The Reynolds number, \(Re\), is used to determine the flow regime.

\[Re = \frac{\rho UD}{\mu} = \frac{UD}{\nu}\]

where \(U\) = freestream velocity
\(\rho\) = fluid density
\(\mu\) = fluid dynamic viscosity
\(\nu\) = fluid kinematic viscosity
\(D\) = pipe diameter

The governing equation for pipe flow:

\[\frac{P_1}{\gamma} + \alpha _1 \frac{V^2 _1}{2g} + z_1 + h_P = \frac{P_2}{\gamma} + \alpha _2 \frac{V^2 _2}{2g} +z_2 +h_T + h_L\]

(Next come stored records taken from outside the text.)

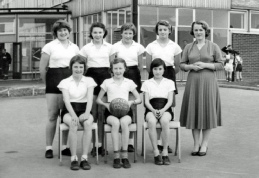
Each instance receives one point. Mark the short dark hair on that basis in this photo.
(99, 25)
(116, 61)
(129, 26)
(78, 59)
(58, 25)
(203, 24)
(164, 23)
(157, 62)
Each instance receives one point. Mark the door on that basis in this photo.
(17, 60)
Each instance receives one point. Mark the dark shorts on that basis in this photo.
(79, 109)
(107, 114)
(159, 103)
(54, 77)
(133, 73)
(170, 74)
(99, 75)
(239, 68)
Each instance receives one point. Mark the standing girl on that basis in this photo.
(54, 63)
(77, 92)
(97, 54)
(132, 53)
(119, 87)
(158, 93)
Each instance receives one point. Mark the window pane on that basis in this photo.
(147, 15)
(185, 16)
(184, 36)
(220, 19)
(255, 21)
(7, 24)
(167, 14)
(204, 15)
(147, 35)
(220, 37)
(236, 20)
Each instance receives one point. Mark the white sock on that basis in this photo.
(73, 158)
(64, 147)
(131, 140)
(84, 157)
(48, 147)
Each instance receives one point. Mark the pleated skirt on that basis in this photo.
(201, 105)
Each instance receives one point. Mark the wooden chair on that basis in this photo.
(64, 127)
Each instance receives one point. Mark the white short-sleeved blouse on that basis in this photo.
(77, 93)
(60, 56)
(129, 54)
(118, 91)
(166, 53)
(156, 90)
(97, 57)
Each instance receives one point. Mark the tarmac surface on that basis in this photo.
(233, 148)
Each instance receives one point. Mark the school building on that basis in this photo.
(25, 26)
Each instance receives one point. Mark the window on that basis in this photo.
(237, 20)
(255, 20)
(7, 24)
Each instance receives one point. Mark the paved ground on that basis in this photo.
(233, 148)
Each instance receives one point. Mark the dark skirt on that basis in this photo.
(79, 109)
(54, 77)
(170, 74)
(239, 68)
(107, 114)
(159, 103)
(99, 74)
(133, 73)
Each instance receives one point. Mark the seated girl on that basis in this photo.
(158, 93)
(77, 93)
(119, 87)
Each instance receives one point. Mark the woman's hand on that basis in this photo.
(75, 120)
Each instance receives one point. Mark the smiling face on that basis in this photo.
(77, 69)
(199, 32)
(118, 69)
(163, 31)
(127, 36)
(158, 72)
(62, 34)
(97, 34)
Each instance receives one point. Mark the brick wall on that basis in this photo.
(248, 46)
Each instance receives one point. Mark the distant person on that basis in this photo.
(201, 105)
(54, 67)
(6, 61)
(239, 67)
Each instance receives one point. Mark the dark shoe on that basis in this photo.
(85, 165)
(125, 163)
(101, 151)
(203, 153)
(74, 166)
(66, 152)
(49, 154)
(131, 148)
(117, 163)
(166, 160)
(158, 160)
(160, 148)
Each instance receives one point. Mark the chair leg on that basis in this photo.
(179, 145)
(60, 143)
(96, 144)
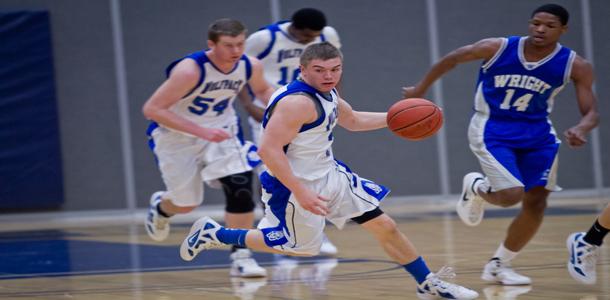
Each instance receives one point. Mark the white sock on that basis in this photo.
(504, 254)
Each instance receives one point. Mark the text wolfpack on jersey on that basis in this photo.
(223, 85)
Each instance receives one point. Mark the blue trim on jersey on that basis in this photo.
(277, 204)
(240, 132)
(200, 58)
(294, 87)
(514, 91)
(248, 66)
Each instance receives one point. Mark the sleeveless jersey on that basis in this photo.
(280, 53)
(517, 96)
(309, 153)
(210, 102)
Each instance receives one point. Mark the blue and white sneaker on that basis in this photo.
(157, 226)
(436, 288)
(471, 207)
(201, 237)
(583, 259)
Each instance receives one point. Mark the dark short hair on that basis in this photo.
(556, 10)
(308, 18)
(323, 51)
(225, 27)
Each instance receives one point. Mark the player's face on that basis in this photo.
(229, 48)
(545, 29)
(323, 75)
(305, 36)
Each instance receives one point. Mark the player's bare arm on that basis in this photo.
(261, 89)
(482, 50)
(582, 76)
(360, 120)
(182, 79)
(288, 117)
(247, 102)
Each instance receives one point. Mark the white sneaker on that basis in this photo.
(500, 292)
(583, 259)
(243, 265)
(327, 247)
(436, 288)
(470, 207)
(502, 272)
(202, 236)
(157, 226)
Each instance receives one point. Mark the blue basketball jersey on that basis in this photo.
(514, 97)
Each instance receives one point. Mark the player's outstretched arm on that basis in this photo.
(582, 76)
(360, 120)
(287, 118)
(484, 49)
(181, 81)
(261, 89)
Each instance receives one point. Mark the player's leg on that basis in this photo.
(176, 159)
(584, 247)
(401, 250)
(239, 213)
(538, 170)
(501, 185)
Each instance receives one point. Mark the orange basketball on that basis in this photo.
(414, 118)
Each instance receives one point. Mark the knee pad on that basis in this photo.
(238, 192)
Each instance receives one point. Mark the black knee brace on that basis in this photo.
(238, 192)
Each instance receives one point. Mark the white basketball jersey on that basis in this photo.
(309, 153)
(280, 53)
(210, 103)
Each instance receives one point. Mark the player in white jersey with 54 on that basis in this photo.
(279, 46)
(305, 186)
(195, 135)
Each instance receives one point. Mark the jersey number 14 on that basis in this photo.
(520, 103)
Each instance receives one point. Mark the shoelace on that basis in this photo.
(444, 273)
(161, 223)
(589, 256)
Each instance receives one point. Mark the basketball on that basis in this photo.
(414, 118)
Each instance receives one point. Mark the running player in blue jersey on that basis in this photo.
(196, 137)
(279, 46)
(510, 132)
(304, 185)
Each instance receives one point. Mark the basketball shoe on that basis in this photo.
(502, 272)
(202, 236)
(157, 226)
(583, 259)
(436, 288)
(243, 265)
(327, 247)
(470, 207)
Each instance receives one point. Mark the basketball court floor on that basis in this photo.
(111, 257)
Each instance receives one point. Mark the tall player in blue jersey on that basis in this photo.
(510, 132)
(279, 46)
(196, 137)
(305, 186)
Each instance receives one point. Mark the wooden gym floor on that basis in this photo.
(116, 261)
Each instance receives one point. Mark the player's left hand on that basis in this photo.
(575, 136)
(411, 92)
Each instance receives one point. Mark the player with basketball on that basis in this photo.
(305, 186)
(510, 132)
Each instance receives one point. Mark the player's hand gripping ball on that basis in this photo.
(414, 118)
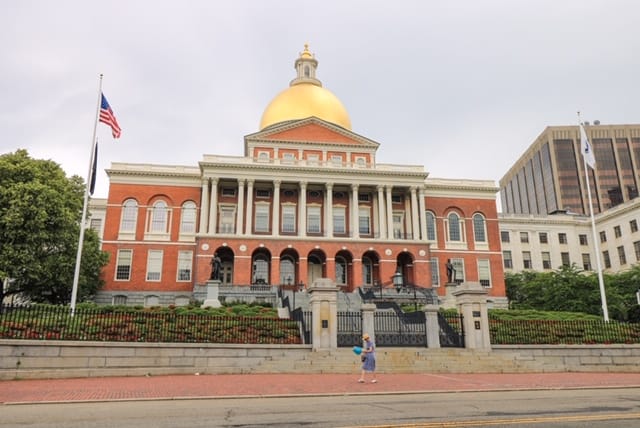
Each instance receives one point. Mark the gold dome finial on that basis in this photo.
(305, 53)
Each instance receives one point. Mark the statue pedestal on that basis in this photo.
(213, 288)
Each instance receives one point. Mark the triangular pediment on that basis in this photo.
(311, 130)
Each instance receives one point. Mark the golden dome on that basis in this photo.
(305, 97)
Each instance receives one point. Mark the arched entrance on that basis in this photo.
(316, 261)
(261, 267)
(226, 256)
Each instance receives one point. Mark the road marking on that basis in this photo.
(487, 422)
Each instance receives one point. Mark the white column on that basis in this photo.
(382, 226)
(248, 224)
(275, 220)
(390, 212)
(328, 210)
(423, 214)
(355, 229)
(213, 207)
(302, 209)
(204, 206)
(240, 212)
(415, 224)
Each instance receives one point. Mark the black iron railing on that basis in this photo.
(556, 332)
(56, 323)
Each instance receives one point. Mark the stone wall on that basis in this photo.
(31, 359)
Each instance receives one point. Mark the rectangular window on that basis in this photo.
(185, 259)
(339, 220)
(364, 221)
(313, 220)
(263, 193)
(484, 273)
(288, 218)
(397, 225)
(546, 260)
(586, 261)
(262, 218)
(123, 265)
(154, 265)
(622, 256)
(458, 265)
(507, 260)
(228, 191)
(617, 231)
(227, 219)
(435, 273)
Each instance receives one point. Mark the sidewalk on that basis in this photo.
(263, 385)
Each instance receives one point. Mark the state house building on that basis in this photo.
(307, 199)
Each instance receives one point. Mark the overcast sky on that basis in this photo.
(461, 87)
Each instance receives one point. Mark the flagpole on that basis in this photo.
(603, 295)
(76, 275)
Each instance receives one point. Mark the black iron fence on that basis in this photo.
(56, 323)
(556, 332)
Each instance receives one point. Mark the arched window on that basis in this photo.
(287, 271)
(431, 226)
(188, 218)
(455, 234)
(129, 216)
(159, 217)
(479, 230)
(367, 271)
(260, 270)
(341, 271)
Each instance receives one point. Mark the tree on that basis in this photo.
(40, 210)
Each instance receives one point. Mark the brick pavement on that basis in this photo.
(251, 385)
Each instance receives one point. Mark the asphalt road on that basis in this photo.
(619, 407)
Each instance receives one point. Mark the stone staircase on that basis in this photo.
(400, 360)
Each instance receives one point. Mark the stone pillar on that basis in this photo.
(471, 299)
(328, 211)
(275, 218)
(213, 288)
(204, 206)
(323, 299)
(368, 312)
(422, 214)
(240, 214)
(382, 226)
(355, 212)
(415, 223)
(248, 227)
(213, 207)
(302, 209)
(433, 326)
(390, 231)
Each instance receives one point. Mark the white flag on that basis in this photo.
(586, 148)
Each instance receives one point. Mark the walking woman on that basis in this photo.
(368, 359)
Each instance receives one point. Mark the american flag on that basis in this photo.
(107, 116)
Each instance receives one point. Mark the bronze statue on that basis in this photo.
(451, 271)
(216, 267)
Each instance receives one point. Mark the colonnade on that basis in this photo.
(381, 215)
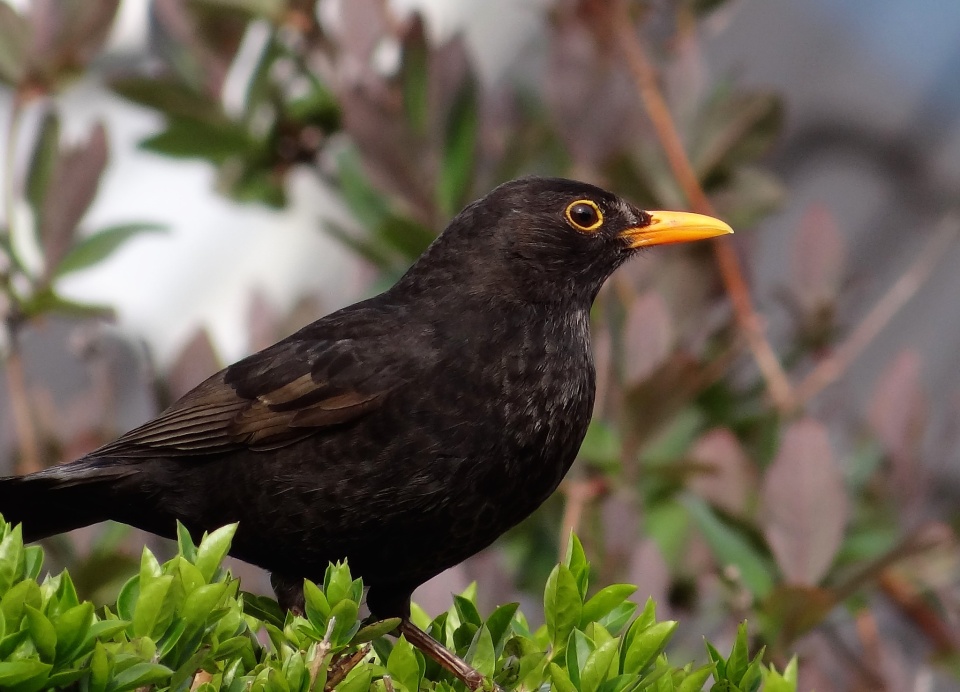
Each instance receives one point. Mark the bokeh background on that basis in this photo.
(776, 436)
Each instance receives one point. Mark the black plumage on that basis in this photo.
(403, 433)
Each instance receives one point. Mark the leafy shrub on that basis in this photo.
(185, 625)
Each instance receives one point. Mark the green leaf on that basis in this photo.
(499, 624)
(32, 561)
(358, 680)
(346, 625)
(467, 611)
(695, 680)
(374, 630)
(199, 603)
(140, 675)
(641, 647)
(71, 627)
(576, 560)
(149, 566)
(459, 148)
(154, 611)
(414, 80)
(66, 592)
(731, 548)
(10, 549)
(188, 138)
(185, 544)
(597, 666)
(127, 598)
(47, 301)
(579, 648)
(337, 583)
(364, 201)
(562, 605)
(403, 665)
(773, 681)
(97, 247)
(43, 161)
(172, 97)
(213, 549)
(561, 681)
(99, 668)
(263, 608)
(604, 602)
(13, 602)
(317, 607)
(18, 672)
(481, 654)
(42, 633)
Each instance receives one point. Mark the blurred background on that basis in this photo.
(776, 436)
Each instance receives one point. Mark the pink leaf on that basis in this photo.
(817, 259)
(898, 406)
(726, 478)
(648, 338)
(196, 362)
(804, 504)
(76, 178)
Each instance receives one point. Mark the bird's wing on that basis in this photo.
(274, 398)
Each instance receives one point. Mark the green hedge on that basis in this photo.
(185, 625)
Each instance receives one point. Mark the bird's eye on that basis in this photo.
(584, 215)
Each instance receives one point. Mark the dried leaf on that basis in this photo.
(817, 259)
(76, 178)
(14, 35)
(648, 336)
(804, 504)
(196, 362)
(899, 406)
(727, 478)
(68, 34)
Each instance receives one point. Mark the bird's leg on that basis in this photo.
(449, 661)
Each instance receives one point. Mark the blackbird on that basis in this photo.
(403, 433)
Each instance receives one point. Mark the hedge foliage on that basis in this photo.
(186, 625)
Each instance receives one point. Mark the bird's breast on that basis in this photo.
(522, 396)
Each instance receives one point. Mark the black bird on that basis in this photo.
(403, 433)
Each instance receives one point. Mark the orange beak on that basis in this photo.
(668, 227)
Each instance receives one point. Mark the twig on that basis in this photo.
(323, 648)
(579, 493)
(831, 368)
(342, 665)
(911, 604)
(201, 677)
(750, 322)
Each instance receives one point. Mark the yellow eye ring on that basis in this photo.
(584, 215)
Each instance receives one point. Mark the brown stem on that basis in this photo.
(750, 322)
(341, 666)
(911, 604)
(831, 368)
(439, 653)
(578, 493)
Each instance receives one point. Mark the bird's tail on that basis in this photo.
(57, 499)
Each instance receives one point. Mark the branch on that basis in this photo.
(750, 322)
(831, 368)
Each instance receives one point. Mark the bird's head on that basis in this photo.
(547, 239)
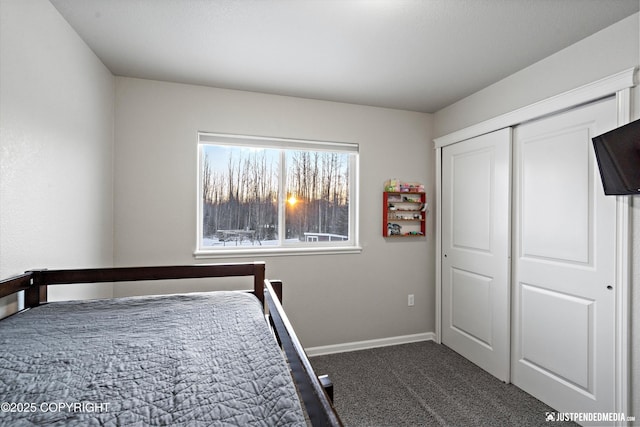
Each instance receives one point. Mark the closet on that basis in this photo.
(531, 272)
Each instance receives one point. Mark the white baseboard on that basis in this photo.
(363, 345)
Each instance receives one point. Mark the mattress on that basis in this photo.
(192, 359)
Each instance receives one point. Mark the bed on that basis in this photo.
(203, 358)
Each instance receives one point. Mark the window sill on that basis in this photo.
(243, 253)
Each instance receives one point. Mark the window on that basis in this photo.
(275, 195)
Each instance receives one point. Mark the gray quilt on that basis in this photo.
(194, 359)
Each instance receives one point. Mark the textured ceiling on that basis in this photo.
(419, 55)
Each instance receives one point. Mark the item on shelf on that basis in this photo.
(393, 185)
(404, 214)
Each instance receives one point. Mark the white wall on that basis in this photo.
(607, 52)
(56, 141)
(604, 53)
(331, 299)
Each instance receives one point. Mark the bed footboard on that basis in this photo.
(316, 400)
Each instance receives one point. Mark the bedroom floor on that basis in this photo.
(424, 384)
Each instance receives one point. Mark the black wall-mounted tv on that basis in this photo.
(618, 155)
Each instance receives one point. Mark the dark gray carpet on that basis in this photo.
(424, 384)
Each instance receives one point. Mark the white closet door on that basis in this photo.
(475, 248)
(564, 262)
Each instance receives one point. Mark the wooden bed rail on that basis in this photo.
(316, 401)
(35, 282)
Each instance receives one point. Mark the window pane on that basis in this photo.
(239, 196)
(317, 195)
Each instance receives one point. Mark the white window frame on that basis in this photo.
(303, 248)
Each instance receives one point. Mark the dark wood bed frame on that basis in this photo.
(314, 391)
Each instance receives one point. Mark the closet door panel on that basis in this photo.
(564, 262)
(475, 247)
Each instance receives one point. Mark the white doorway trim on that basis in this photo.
(620, 85)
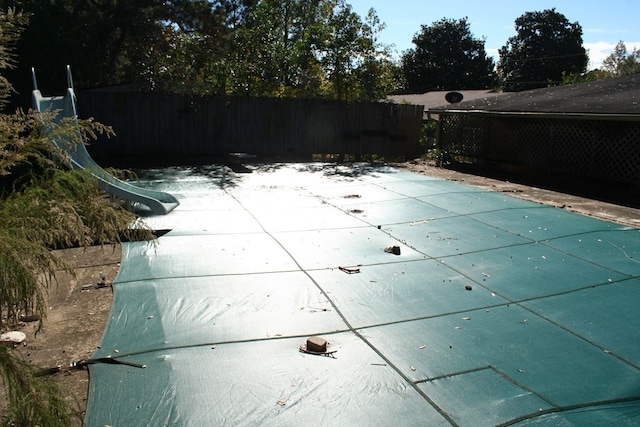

\[h_L = f\frac{L}{D} \frac{V^2}{2g}\]

where \(\gamma\) = specific weight of the fluid
\(P\) = pressure at each point in the pipe
\(V\) = velocity at each point in the pipe
\(g\) = gravitational constant
\(z\) = height at each point in the pipe, referenced to the same point at \(z = 0\)
\(\alpha\) = kinematic energy parameter
\(h_L\) = head loss
\(f\) = frictional factor, which can be determined using the Moody chart
\(L\) = length of the pipe

Although \(h_P\) is the energy of the pump, and \(h_T\) is the energy of the turbine, they are usually not included in the basic energy equation, but they must be used when pumps and/or turbines are part of the system.